Several committees that were constituted had recommended police reform. The Law Commission of India had recommended Amendment to the Evidence Act 1872 i.e., Sec. 114B which shall state that ‘…. If there is evidence that the injury was caused during a period when that person was in the custody of the police, the court may presume that the injury was caused by the police officer having custody of that person during that period’. However good and much-needed the recommendations were, they remain on paper. 

Indrajit Gupta, the Home Minister of India during 1996-1998, had written a letter to Chief Ministers of all states seeking radical reforms in police institutions. He was vehemently opposed by the existing state of the police institution. He prophesied that if the political executive does not take measures in restructuring the police institution, the judiciary may intervene and force the desirable change down the throats of the political executive.

On several occasions, the Indian judiciary has directed recommendations against violence and torture in custody. Though the wheels of justice grind gradually, the judiciary did set precedents.

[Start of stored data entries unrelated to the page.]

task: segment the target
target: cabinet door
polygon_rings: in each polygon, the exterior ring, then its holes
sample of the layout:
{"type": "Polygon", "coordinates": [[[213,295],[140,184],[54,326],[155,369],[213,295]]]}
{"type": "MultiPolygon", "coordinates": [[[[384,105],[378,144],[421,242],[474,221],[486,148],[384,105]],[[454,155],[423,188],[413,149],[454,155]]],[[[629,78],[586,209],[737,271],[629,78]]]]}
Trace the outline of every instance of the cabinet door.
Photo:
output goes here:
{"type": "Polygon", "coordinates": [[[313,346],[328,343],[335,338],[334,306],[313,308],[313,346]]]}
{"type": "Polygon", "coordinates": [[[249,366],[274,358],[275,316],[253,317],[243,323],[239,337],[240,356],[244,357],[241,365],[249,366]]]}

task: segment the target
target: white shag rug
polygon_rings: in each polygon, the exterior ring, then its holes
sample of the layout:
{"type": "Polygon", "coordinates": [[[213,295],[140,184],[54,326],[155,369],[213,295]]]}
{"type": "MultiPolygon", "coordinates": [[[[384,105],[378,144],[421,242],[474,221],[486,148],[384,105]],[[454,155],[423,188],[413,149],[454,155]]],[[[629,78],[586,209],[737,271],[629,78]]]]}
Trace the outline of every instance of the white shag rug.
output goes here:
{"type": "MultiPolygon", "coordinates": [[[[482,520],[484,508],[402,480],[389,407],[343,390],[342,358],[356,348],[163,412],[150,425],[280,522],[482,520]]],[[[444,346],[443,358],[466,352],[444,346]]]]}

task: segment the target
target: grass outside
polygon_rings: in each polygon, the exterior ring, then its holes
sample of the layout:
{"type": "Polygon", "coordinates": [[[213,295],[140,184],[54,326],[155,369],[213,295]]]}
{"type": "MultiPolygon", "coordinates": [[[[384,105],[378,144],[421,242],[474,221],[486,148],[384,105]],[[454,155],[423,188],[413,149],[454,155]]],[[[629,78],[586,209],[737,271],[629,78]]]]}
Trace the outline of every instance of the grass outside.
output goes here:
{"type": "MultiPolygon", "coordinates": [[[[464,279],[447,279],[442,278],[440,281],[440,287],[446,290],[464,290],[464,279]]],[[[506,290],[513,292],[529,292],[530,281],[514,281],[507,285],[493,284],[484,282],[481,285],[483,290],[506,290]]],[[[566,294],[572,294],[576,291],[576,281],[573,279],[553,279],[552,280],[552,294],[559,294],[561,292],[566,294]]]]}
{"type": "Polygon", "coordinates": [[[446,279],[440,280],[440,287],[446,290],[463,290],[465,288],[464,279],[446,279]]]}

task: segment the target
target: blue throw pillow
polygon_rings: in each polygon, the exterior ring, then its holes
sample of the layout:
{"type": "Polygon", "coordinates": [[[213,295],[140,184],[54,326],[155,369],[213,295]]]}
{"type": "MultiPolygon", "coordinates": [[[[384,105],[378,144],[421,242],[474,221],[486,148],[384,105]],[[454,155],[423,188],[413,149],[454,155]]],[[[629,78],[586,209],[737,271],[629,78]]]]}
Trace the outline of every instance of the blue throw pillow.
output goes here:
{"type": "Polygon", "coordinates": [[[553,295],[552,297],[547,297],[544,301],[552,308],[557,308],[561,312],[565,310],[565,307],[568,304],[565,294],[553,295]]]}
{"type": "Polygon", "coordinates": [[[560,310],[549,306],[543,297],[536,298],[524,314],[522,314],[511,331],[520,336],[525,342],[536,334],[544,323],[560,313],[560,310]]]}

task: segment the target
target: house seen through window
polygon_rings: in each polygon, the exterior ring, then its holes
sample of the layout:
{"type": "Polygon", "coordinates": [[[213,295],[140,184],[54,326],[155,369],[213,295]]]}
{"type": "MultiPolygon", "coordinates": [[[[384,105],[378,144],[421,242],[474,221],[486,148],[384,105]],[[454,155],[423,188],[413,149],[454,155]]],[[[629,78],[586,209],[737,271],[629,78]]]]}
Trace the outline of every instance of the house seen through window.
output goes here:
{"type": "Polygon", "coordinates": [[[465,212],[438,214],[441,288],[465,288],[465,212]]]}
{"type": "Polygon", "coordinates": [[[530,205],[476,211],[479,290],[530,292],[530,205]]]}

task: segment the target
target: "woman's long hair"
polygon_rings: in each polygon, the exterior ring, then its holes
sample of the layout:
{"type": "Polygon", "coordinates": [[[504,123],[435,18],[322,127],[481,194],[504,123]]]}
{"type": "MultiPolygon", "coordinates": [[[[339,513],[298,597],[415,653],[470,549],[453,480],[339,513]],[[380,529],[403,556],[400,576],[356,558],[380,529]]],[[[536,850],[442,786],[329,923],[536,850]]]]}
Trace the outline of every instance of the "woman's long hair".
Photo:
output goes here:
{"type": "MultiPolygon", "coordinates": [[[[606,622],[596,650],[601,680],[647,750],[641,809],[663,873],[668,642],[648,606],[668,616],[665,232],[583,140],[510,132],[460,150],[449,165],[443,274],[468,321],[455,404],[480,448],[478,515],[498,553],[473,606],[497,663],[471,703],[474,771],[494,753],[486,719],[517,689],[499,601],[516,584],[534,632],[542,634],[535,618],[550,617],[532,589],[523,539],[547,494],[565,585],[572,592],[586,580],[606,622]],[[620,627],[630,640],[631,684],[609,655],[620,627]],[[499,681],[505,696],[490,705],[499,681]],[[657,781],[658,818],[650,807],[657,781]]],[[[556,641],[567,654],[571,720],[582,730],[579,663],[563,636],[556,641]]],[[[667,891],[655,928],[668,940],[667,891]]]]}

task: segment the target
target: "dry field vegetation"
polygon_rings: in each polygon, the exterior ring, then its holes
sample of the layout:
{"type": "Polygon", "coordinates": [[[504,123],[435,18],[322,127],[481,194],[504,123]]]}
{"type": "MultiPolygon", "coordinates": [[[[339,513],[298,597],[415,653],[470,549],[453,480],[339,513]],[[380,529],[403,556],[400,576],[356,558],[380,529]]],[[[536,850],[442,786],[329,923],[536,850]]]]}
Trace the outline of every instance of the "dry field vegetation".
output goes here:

However, in reality, the stand has been limited to providing pecuniary compensation to the victim's immediate family members.  The only amendment concerning the culling of the unprecedented authority of the police by the political executives was the Code of Criminal Procedure Amendment Act of 2008 which inserted Section 41 A-D. The amendment was in tune with the D.K Basu guidelines issued by the apex court after a decade. 

In 2020, the apex court in Paramvir Singh Saini vs Baljit Singh, directed all states and Union Territories (UTs) to install CCTV cameras in police stations and the offices of other investigative agencies. However, the status report on the number of CCTVs installed in every state and UTs is a debatable topic and no particular report is in the public domain yet. Along with this, the maladies and lacunae in the legal set-up wherein the elephant in the room is not yet acknowledged, the idea of life and liberty remains obsolete for the greater share of the masses.

It is high time the political executives took a leap and legislate on torture and degrading treatment of prisoners, especially, when India is eyeing a permanent place in the United Nations Security Council.

The writer is a legal practitioner based in New Delhi. Views are personal.